A fog of lies about Cuba damage University of Miami’s reputation

Too many of us waste time demanding grossly overpaid college football and basketball coaches be fired – simply for losing ballgames. In Miami, and we’re not alone in this, even the city’s only daily newspaper exhausts valuable news space writing about these coaches. And while all this is happening, the editors of that same newspaper dare not delve into the web of deception created by one university professor and his staff of liars, of what some call an important educational and research center.

The center is the Institute for Cuban and Cuban-American Studies (ICCAS) at the University of Miami. Its director is Jaime Suchlicki (in photo at top), who deserves to be fired by the University and investigated by The Miami Herald. Neither of these two things will happen, of course. We’re in Miami.

iccas logo-green-smllMiami fancies itself a great city. A modern city. I would agree… IF great cities are made of beautiful, bright blue winter days and impressive modern buildings with holes in the middle.

But enlightened and intelligent people I’ve asked assure me that important cities require great centers of learning, a thriving arts and intellectual community, a public transportation system that works, and that’s for starters. And except for the thriving arts (which we are working hard to achieve), Miami is lacking in the other two. By a lot!

Once known as Suntan U, later followed by simply THE U (for its football program), the U these days has been working to achieve recognition as an important center of learning. There are areas, medicine for example, where the University of Miami is recognized nationally and internationally.

But then you run into a Suchlicki – that’s how I will refer to this latest incident – and you wonder what really goes on. And why is ICCAS given a free pass, allowing them to lie their way into what they hoped would help put a damper on the process of rapprochement begun by President Obama with Cuba and its leaders. And no one here blinks!

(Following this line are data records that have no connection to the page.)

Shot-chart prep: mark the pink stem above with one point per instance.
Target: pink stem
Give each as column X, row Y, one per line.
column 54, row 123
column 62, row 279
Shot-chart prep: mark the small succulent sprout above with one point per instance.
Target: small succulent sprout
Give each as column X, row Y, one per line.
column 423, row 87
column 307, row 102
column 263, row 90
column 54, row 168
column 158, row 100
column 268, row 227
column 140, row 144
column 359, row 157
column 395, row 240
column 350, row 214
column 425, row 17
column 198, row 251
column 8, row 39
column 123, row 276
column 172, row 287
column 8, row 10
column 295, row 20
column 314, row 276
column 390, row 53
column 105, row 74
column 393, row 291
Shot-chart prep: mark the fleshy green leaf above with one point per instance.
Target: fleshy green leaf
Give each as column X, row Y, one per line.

“The Institute for Cuban and Cuban-American Studies has received information that General Leopoldo Cintra Frias, Head of the Cuban Armed Forces, visited Syria recently leading a group of Cuban military personnel sent by Cuba in support of Syria’s dictator Assad and Russian involvement in that country,” stated the first two paragraphs of an “information and analysis” report from ICCAS. It was laughable. And denied by all sides involved – including the White House.

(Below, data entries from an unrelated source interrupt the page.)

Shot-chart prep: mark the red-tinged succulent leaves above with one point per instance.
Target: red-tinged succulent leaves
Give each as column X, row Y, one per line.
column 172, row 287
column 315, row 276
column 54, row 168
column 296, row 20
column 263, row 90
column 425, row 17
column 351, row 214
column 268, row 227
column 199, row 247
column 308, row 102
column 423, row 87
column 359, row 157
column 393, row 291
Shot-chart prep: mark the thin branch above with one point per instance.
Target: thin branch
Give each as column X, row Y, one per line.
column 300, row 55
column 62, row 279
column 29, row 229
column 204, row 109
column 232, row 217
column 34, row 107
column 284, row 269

Yet, many news outlets decided to allow the news to play out. In fact, the release led some Republican members of Congress to consider questioning the president on the Cuban presence in Syria. And here you begin to see how a lie can become something much bigger if allowed to fester.

“The Cuban military contingent will be primarily deployed in Syria manning Russian tanks provided to Assad by the Russians. It will also operate as a military force against ISIS and other opponents of the Assad regime,” it continued.

Seriously!?

Not once in the “analysis” is any source cited. The source or sources, I would venture to say, all work inside the ICCAS offices at the U of M. And apart from Suchlicki, they include other Cuban-hating luminaries whose names I will not bore you with.

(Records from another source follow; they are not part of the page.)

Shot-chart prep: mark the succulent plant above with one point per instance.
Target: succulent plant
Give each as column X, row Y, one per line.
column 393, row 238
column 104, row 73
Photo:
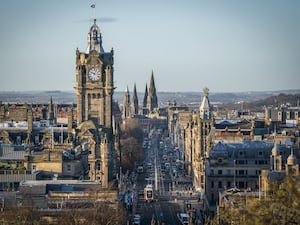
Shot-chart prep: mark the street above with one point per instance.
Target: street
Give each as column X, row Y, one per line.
column 170, row 197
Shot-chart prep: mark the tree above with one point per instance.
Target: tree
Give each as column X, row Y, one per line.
column 280, row 206
column 131, row 145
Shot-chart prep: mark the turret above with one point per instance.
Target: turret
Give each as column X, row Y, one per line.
column 94, row 39
column 205, row 107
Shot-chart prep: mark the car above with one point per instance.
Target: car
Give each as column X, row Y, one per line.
column 184, row 218
column 136, row 219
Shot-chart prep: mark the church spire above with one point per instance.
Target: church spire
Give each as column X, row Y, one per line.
column 51, row 111
column 126, row 104
column 152, row 98
column 135, row 102
column 145, row 97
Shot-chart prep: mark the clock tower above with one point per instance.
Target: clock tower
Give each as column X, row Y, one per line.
column 94, row 92
column 94, row 81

New University of Miami president Julio Frenk.
New University of Miami president Julio Frenk.

The university’s website describes Suchlicki as a “highly regarded consultant to the public and private sector.” Highly regarded? By whom? At this rate the University of Miami will remain a laughingstock in the political world. Led by ICCAS – Miami’s think-tank about Cuba, which lacks true and honest thinkers.

So what should Miami do?

Julio Frenk is the new president at the University of Miami. You can’t help but be impressed by his resume and credentials – dean of the Harvard T.H. Chan School of Public Health and before that Mexico’s minister of health. Frenk arrived here with intentions of continuing to turn the University of Miami into a leading learning and research center of the south. You would then think that a center at the University dedicated to Cuban and Cuban-American studies would be one of the university’s institutions charged with leading the way. But what Dr. Frenk inherits is a center whose first act under his watch produces a Suchlicki that makes the university look like a fabricator of lies, at best.

And yet, Jaime Suchlicki and his minions still linger in their comfortable ICCAS offices surrounded by the fog of disinformation they help to create.

Where is the Miami administration in all of this?

If Frenk wants to make a good first impression, he must fire Suchlicki. People have lost jobs for much less. And if Frenk did follow through with the dismissal, then I would venture to say that Miami was on its way to assuming its role as a great university, a second part of the requirements of any great city.